And, you know, you can't, you know, you can't kind of replicate that. And it's an extraordinary thing because it was literally two years ago where we're sitting around saying, like, what can we do? What can anybody do with the Leinster football championship? It is over forever. And two years later, Dublin have been beaten twice. It's extraordinary how quickly that has changed.
Yeah, and this is a sort of tangential point, but the way the waves lap in the stadium in terms of atmosphere is so unique in GAA. Previously, we talked about soccer stadiums on the continent where it's kind of the same din for the entire match, whereas Westmead, a point and then a two-pointer, and then all of a sudden the Westmead chant comes up and that's kind of...
a uniquely provincial thing as well I think that's kind of half the problem with talk of getting rid of them that everybody's too like prematurely prompt to funnel everything into this All-Ireland Championship that a handful of teams or less can win whereas you saw Westmead last year this is something attainable all of a sudden and that's an invaluable commodity I think in any sport so and like Ulster as Conor was alluding to there was the bedrock of
you can't get rid of the provincial champions, but look at Ulster. But then coming into this one, everyone was like, well, it's going to be Armagh or Donegal and then Derry probably on the other side of the draw. And ironically, the result that lit the touch paper for an exciting Ulster campaign was Darren beating Donegal.

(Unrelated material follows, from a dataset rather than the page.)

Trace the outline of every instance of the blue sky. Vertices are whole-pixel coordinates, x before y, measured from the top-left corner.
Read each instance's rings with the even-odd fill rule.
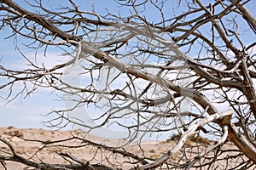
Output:
[[[16,1],[21,2],[21,1]],[[46,1],[45,1],[46,2]],[[47,1],[49,2],[49,1]],[[55,3],[52,5],[62,5],[65,6],[66,1],[59,0],[54,1]],[[79,5],[81,8],[90,9],[91,5],[95,5],[96,12],[104,13],[106,12],[105,8],[108,8],[110,13],[118,14],[117,11],[119,10],[121,14],[129,14],[129,11],[125,8],[120,8],[112,1],[103,1],[103,0],[84,0],[84,1],[75,1],[79,2]],[[167,1],[167,3],[165,6],[165,11],[167,16],[172,15],[172,8],[176,8],[177,5],[172,5],[170,2]],[[169,4],[168,4],[169,3]],[[247,8],[250,11],[253,12],[253,15],[256,16],[256,10],[253,8],[256,7],[256,1],[250,3],[250,5],[247,5]],[[25,5],[25,8],[29,9],[27,5]],[[147,10],[144,12],[144,14],[148,16],[148,19],[150,21],[157,22],[160,20],[160,15],[155,14],[155,9],[150,6],[148,7]],[[247,23],[242,23],[247,24]],[[12,68],[26,68],[26,61],[20,57],[20,54],[18,51],[15,49],[15,44],[12,39],[6,40],[4,37],[10,35],[11,32],[8,30],[0,31],[0,58],[2,58],[1,64],[3,65],[8,65]],[[255,37],[250,37],[245,35],[244,38],[255,38]],[[22,40],[22,39],[21,39]],[[20,41],[21,41],[20,40]],[[26,49],[26,54],[31,55],[32,57],[33,50]],[[61,60],[61,57],[56,54],[56,51],[52,48],[49,51],[49,56],[58,56],[58,60]],[[44,59],[43,59],[44,60]],[[42,61],[43,61],[42,60]],[[55,60],[50,59],[49,60],[44,60],[48,63],[49,66],[51,65],[52,61]],[[39,61],[40,62],[40,61]],[[0,79],[0,81],[3,81]],[[15,87],[15,92],[18,92],[19,86]],[[6,91],[0,90],[0,95],[5,95]],[[35,93],[31,94],[29,97],[23,99],[24,96],[18,97],[15,100],[11,101],[10,103],[6,104],[6,101],[0,99],[0,126],[8,127],[15,126],[17,128],[45,128],[44,125],[42,123],[42,121],[47,121],[50,119],[49,116],[44,116],[44,115],[51,111],[53,108],[61,109],[65,107],[64,104],[61,101],[58,101],[58,95],[61,95],[58,93],[55,93],[52,89],[39,88]]]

And then all of a sudden, the next day, people are like, could be the best thing that ever happened to Donegal. You know, they get a clear run now at the All-Ireland Series. So I think the scenes yesterday in Clonus and Croke Park showed they're worth winning in their own right. And that's generally been my position.
Yeah, and it felt that way, I must say. Some emails just before we get into the particulars of the game. You'll remember last week, Daniel Boland emailed in about the Forgotten County. And to prove the point, I asked Conor, who is the Forgotten County? And he had forgotten Westmeath, so I guess that was borne out.
So Tom wondered, anything to be said for an unfiltered Ronan and Frank Roach stream of consciousness pod in Joe's Shed after Armagh Westmeath? Is Joe's Shed kitted out for multiple in-studio guests in short notice? Is it? Why does it have to be in the shed? Well, that's where we do our emergency podcast. Oh, fair enough. Postmasters, I did it in the shed.
So for any weekend, I mean, we couldn't come to the office on a weekend. Oh, God, no. No, but you can come to my house. So, Tom, no, sorry. It's not to kill it out for multiple studio guests. Dear Joan friends, I ride as an emotional Westmead man living abroad this morning. What a day we've just had. A man in his 40s following Westmead in the late 80s and early 90s. We were shite.
And I mean really, really shite. I remember Wicklow beating us in the Leinster Championship in Athlone in the mid-90s. And we scored a grand tally of three points against Wicklow in the whole game. Oh, God. Wicklow beat them last year in the Talton Cup as well. They score more than three points, I hope.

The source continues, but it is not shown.